Will I ever sleep again?


“You’re like a puppy,” my roommate said. “You just need to run around and tire yourself out so you’ll crawl into your crate and fall fast asleep.” But even after the day that I swam and biked and ran, I still had a rough night. But get this: the next evening, as I gathered with friends to watch an outdoor screening of Jaws, with bumpy ground beneath me and my purse as a pillow and a freight train passing by, I fell fast asleep. When I woke up for the very end (a knack I’ve developed over years of movie-watching on the plush couch in my parents’ basement), I wondered: Why is the boat sinking? And what happened to that third guy? Leave it to me to snore through screams on a speaker surrounded by a crowd and then lie awake for hours in a silent room on a cloud of a bed.


So, on a particularly sleepy day at the office, I did what any good and rational person would do: I asked my mom for help. One quick phone call later, I was armed with advice about melatonin, blackout curtains, blue light, and the perils of eating and drinking and exercising too close to bedtime. (With all her medical knowledge and personal experience, my mom is practically a doctor. And the best.)


Unsurprisingly, after that call, the past couple of nights have been miraculously better. I have never been so very grateful to make it through the night. To wake up to the sound of my alarm, not for an inexplicable reason before dawn. So, maybe I don’t have insomnia after all. And maybe self-diagnosis isn’t always accurate. Who would’ve guessed?


I think about why it all happened, or about what possible good could come from it.

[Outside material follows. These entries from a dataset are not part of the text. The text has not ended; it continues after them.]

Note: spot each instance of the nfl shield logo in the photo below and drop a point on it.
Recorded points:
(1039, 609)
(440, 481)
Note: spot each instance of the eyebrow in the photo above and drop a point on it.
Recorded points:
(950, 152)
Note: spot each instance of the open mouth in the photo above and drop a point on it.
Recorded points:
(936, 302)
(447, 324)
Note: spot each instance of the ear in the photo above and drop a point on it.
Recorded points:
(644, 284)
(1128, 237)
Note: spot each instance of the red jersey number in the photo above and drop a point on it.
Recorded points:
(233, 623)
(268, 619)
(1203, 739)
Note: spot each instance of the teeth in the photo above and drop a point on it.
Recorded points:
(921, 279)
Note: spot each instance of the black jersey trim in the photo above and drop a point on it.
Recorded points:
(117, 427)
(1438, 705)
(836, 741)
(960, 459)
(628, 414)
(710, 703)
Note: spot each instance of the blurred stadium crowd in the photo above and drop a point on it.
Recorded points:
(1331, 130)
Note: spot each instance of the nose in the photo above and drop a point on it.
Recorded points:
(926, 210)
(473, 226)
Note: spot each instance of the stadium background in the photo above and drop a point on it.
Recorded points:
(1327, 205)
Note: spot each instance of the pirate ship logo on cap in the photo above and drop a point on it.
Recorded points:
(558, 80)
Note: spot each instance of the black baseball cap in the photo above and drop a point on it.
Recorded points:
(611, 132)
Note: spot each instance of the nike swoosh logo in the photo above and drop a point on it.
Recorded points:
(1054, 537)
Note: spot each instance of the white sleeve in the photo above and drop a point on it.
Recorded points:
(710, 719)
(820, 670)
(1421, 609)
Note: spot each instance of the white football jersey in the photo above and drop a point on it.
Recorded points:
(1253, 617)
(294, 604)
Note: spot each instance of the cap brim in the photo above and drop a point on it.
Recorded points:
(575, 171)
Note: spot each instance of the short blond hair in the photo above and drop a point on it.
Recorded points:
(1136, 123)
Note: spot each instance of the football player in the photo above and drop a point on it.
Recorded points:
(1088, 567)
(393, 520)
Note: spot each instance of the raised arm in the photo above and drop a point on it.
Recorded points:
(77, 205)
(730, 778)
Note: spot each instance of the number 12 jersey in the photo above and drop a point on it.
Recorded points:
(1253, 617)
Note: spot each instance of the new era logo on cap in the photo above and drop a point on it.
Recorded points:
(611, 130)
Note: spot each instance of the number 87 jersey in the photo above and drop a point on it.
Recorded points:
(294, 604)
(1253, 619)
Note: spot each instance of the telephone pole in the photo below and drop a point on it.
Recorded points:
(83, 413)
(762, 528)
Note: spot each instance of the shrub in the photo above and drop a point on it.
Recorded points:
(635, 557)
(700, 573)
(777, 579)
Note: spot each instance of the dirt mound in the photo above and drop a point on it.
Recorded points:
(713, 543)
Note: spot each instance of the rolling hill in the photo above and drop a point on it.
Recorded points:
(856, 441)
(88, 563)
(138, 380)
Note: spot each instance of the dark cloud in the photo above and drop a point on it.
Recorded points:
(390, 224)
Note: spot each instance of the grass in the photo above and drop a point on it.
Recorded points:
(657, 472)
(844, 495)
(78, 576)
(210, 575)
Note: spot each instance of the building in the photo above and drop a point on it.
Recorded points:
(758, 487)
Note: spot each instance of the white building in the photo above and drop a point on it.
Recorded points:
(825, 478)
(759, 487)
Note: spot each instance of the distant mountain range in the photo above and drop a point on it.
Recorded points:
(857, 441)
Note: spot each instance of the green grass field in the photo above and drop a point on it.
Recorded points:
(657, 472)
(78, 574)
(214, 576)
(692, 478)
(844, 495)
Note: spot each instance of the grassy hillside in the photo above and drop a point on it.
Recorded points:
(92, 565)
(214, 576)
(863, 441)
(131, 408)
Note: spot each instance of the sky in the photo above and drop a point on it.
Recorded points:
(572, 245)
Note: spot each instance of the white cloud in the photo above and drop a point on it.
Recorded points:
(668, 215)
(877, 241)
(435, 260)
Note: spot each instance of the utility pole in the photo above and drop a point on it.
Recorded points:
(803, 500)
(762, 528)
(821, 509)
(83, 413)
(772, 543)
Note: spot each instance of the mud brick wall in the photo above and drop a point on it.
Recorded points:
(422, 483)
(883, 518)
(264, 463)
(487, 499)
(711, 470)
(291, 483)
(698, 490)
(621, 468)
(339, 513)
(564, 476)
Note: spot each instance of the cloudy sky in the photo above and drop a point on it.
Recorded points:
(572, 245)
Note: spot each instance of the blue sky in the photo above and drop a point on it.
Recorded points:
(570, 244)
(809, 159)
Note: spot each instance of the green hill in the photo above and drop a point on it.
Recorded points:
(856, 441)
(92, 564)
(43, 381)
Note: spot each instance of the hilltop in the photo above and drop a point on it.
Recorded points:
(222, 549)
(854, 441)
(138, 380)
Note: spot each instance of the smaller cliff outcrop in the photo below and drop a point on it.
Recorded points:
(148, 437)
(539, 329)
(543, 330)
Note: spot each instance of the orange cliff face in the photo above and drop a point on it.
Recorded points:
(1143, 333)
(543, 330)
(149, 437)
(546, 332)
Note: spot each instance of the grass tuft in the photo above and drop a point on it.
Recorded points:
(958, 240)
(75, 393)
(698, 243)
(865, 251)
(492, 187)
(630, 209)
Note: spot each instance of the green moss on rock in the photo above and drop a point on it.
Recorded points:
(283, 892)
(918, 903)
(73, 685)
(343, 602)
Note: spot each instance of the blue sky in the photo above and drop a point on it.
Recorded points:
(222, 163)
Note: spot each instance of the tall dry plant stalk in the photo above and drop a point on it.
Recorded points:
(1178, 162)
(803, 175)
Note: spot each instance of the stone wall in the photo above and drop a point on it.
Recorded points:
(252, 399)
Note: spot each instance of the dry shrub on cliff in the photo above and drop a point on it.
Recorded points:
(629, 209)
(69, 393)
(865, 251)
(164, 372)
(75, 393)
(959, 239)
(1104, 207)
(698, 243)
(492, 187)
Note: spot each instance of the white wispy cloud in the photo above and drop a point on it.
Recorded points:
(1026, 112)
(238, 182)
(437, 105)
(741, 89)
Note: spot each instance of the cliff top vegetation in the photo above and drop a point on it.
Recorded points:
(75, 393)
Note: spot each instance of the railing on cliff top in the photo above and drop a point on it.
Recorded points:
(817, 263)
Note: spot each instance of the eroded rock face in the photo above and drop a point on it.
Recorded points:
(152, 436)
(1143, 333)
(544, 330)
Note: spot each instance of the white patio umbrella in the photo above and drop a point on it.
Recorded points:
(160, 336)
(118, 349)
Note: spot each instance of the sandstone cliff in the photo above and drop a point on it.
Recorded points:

Maybe it was preparing me for life with a newborn someday, although my nights of sleeplessness were also silent. Maybe it was helping me live in solidarity with the homeless, although they don’t have a bed, or eye mask, or five pillows to maximize their comfort, or privacy. But if it was just a sliver of others’ suffering and it softened my heart toward them, I consider that a win. Tossing and turning and yawning and all.